Two ideas crossed my mind while reading this piece. First, Delgado makes the obvious-but-equally-important point that being able to take advantage of the wealth of the Internet of Things requires something we take for granted: access to the Internet. I’m not going to belabor a rural electrification analogy. Many do not have Internet connectivity, including in the developed world and the United States. It gets worse as ignorance abounds. Delgado writes:
While businesses may talk excitedly about the Internet of Things, consumers are largely unaware of it. In a recent survey of 2,000 people, 87% of consumers said they had never even heard of the IoT. While hearing about the Internet of Things doesn’t necessarily signify a consumer would not use an item connected to the IoT, the survey results show a lack of awareness and understanding about what can be gained from it. If this lack of knowledge about the IoT leads to lack of interest, a major driving force for widespread adoption will be missing.

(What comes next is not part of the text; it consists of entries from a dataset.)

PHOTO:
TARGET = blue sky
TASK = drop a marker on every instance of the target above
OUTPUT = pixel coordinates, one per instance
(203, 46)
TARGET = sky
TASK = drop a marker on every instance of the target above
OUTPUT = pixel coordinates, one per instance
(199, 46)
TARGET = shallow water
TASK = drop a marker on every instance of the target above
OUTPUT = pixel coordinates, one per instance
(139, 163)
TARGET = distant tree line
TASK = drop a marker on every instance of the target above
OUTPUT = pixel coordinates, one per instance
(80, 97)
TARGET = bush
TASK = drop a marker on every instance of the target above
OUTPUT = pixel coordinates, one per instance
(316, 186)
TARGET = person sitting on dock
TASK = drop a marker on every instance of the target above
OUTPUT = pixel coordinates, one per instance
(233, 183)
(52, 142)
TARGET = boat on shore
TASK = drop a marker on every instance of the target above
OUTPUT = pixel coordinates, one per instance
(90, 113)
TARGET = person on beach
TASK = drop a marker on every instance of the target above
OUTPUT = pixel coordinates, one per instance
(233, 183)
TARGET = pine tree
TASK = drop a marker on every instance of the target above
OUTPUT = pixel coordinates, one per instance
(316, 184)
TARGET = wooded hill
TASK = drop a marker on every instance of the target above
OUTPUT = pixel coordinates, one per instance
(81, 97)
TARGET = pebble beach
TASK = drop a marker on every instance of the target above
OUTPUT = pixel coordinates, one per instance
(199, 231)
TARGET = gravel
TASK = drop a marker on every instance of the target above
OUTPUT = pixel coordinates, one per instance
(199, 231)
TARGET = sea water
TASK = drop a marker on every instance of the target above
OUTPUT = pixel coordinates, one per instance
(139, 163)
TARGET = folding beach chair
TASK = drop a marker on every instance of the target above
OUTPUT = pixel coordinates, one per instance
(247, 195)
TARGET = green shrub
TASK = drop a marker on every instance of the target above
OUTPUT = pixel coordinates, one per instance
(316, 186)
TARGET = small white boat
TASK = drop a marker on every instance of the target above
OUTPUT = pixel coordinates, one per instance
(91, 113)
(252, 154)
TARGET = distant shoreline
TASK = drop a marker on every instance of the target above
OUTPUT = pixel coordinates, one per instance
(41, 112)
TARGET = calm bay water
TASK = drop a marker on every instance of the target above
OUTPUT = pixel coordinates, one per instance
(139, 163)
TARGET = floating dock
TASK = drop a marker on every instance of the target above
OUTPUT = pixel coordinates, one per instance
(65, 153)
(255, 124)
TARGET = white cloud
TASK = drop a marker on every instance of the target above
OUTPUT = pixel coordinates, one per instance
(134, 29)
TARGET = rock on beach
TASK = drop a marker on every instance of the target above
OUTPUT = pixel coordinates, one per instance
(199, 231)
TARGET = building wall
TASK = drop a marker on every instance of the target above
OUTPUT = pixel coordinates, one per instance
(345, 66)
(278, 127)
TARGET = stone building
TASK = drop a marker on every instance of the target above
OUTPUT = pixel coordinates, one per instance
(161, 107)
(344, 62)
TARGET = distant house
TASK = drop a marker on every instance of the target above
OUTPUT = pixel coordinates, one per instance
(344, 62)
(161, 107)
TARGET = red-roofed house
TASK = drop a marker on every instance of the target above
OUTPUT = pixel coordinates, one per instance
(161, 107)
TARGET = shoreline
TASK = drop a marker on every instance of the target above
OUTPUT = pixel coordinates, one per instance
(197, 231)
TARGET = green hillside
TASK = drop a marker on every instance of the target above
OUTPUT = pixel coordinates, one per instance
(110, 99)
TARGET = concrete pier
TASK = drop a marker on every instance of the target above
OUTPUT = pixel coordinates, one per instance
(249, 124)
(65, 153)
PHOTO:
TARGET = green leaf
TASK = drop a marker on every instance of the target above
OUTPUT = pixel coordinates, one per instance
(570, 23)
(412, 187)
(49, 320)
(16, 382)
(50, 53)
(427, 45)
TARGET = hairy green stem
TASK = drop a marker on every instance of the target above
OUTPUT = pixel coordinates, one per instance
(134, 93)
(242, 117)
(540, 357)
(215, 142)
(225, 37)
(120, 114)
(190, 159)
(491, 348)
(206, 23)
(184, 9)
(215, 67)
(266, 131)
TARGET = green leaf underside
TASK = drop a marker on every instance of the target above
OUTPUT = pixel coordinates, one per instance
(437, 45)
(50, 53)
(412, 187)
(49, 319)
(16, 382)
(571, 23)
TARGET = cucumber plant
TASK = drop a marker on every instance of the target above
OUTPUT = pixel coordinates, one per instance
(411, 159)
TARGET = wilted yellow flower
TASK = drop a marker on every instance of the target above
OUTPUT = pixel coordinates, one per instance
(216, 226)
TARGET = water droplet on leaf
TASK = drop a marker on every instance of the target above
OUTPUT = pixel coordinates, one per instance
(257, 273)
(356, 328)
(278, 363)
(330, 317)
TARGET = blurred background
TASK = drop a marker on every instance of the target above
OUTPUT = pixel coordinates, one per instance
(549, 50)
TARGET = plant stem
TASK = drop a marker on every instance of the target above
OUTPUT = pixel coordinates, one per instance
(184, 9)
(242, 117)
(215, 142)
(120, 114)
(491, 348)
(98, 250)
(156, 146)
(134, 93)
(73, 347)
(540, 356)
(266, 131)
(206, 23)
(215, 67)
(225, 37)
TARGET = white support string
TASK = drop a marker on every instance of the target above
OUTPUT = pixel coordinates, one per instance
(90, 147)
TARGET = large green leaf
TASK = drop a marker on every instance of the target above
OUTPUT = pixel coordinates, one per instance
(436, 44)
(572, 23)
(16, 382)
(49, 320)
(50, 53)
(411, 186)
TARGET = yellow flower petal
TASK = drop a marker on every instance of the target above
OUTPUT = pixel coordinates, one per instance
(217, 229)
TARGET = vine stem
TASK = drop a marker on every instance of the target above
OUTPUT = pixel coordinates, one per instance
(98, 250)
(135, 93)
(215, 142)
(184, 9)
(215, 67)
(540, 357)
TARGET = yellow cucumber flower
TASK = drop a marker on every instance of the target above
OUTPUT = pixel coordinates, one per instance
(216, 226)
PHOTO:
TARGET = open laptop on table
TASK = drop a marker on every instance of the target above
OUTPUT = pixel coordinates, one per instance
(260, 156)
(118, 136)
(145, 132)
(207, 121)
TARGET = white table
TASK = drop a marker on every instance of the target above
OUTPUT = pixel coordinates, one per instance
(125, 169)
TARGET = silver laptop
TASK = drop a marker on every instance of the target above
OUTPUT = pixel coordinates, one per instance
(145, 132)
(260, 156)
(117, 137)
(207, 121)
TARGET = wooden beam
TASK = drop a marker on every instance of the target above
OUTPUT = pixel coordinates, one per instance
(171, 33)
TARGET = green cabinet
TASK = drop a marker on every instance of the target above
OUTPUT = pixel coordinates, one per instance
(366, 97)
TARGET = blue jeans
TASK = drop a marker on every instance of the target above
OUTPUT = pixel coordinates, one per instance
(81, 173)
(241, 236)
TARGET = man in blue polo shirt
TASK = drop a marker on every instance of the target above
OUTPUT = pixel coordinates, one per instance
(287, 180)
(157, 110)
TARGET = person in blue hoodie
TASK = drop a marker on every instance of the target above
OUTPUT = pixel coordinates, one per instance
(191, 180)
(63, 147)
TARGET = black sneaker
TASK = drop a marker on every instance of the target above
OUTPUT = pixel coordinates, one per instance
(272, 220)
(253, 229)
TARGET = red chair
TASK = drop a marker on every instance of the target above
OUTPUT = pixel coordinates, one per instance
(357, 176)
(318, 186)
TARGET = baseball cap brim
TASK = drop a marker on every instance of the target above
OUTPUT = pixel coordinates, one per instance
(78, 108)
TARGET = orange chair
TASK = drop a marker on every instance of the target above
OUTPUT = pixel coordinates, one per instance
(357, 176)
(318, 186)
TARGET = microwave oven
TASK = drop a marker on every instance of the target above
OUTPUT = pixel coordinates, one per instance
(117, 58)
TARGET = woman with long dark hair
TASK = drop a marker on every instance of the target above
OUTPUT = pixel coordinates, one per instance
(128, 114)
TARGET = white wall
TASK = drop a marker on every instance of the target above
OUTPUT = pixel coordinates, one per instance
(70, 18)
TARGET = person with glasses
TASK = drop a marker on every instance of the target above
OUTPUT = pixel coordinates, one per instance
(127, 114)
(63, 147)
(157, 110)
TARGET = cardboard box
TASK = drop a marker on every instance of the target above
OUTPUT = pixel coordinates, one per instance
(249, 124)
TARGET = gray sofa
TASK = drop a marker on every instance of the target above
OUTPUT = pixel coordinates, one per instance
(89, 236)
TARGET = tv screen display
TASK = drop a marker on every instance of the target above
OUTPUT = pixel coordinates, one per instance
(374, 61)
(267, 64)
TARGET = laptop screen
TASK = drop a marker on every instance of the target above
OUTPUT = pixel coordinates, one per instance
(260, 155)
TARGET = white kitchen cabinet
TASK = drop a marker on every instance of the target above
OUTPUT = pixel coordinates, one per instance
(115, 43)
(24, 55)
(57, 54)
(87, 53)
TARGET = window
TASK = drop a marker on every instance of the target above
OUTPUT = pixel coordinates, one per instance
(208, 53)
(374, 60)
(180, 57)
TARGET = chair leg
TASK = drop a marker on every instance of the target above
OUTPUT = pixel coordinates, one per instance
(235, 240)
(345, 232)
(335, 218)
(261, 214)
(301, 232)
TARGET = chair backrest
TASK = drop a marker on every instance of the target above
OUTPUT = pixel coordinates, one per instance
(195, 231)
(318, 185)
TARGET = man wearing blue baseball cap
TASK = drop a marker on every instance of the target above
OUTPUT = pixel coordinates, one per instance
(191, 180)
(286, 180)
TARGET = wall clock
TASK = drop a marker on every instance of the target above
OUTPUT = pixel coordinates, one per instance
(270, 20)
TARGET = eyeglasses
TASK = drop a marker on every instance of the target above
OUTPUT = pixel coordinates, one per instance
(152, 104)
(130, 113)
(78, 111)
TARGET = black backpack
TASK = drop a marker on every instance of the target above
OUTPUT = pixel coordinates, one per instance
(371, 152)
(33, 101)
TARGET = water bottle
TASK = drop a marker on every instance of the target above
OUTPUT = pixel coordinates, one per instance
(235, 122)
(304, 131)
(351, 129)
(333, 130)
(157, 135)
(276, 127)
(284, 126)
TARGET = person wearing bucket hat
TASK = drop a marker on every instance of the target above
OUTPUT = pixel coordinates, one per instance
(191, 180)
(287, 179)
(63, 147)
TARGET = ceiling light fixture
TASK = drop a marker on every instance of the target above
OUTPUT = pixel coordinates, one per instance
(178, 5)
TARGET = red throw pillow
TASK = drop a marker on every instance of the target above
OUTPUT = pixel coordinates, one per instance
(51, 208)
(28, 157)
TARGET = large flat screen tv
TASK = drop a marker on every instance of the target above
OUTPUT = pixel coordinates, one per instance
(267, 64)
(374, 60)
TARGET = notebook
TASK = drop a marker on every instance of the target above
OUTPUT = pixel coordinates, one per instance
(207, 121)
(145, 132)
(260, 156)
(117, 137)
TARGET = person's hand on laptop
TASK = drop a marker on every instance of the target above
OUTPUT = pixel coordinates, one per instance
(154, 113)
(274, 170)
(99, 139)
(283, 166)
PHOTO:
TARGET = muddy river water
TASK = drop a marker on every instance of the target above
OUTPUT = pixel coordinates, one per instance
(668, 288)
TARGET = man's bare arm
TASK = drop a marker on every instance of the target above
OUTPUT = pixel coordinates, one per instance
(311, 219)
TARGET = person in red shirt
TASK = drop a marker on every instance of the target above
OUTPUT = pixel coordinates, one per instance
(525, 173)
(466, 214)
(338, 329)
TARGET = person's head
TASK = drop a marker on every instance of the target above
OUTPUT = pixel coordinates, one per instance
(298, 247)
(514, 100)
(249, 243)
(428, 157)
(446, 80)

In one of the worst tech predictions of all time, IBM President Thomas Watson stated in 1943: “I think there is a world market for maybe five computers.” Talk about punching in the mouth the possibility of disruptive innovation at IBM. Watson was misguided and incorrect, but hardly dumb. Whether we wish to believe it, Mr. Watson, I suggest, knew far more about his industry at the time than today’s experts know about the Internet of Things, which is in its infancy but growing fast. According to Gartner, there will be approximately 25+ billion sensors in the world by 2020. It’s not surprising that a whopping 87% of consumers are unaware of the billions of sensors around the world. What would (I would hope) be surprising is if we don’t follow in Google’s footprints to widen Internet connection worldwide. That would be a Tragedy of the Commons with a mean twist. We’re not depleting a resource. On the contrary, it grows daily because we feed it. Our “just” not sharing precludes a global race to the top of technology, which I’ll restrict here for the sake of argument to non-military uses. Now that’s a race we should all want to enter.
Tracey Wallace over at the Umbel blog (Truth in Data) writes about data-driven cities and the Internet of Things .
Wallace describes how each city is turning itself into a data treasure trove and using new technologies. Let’s look at a few:
-
Turning old phone booths into WiFi hot spots (NYC);
-
All household waste is sucked directly from individual kitchens through a vast underground network of tunnels, to waste processing centers, where it is automatically sorted, deodorized and treated. (Songdo, South Korea);
-
Wi-Fi provides city communities with hot spots that promote city services such as water meters, leak sensors, parking meter and other city services to operate on the same secure government network. (Dallas); and
-
There are no light switches or water taps in the city; movement sensors control lighting and water to cut electricity and water consumption by 51 and 55% respectively. (Masdar, UAE).
These initiatives are amazing. Think about what Masdar is doing. It’s like an automatic, energy-saving Clapper (“clap on, clap off”). Consider their savings and what it would mean for energy consumption if such a program were implemented to the extent possible around the world. Wow. There’s certain to be an enterprise wrapped around this as we speak. So . . . which of you will be the first to sit on a bench at the edge of a park and use a nearby phone booth across the street as your hot spot? That’s pretty cool.
Richard Boire at the Smart Data Collective poses the following question: The Demise of the Data Scientist: Heresy or Fact? The CEO of Williams-Sonoma certainly has an opinion.
Boire comments on an article by an “IT leader of a well-respected U.S. organization” whom he doesn’t name. Boire writes of this apparition:
[The author] hypothesized that data scientists will in the future become like switchboard operators: obsolete. The primary reason for this declining demand according to the author was that increased automation and operationalization of business processes will not require the technical skills of the data scientist.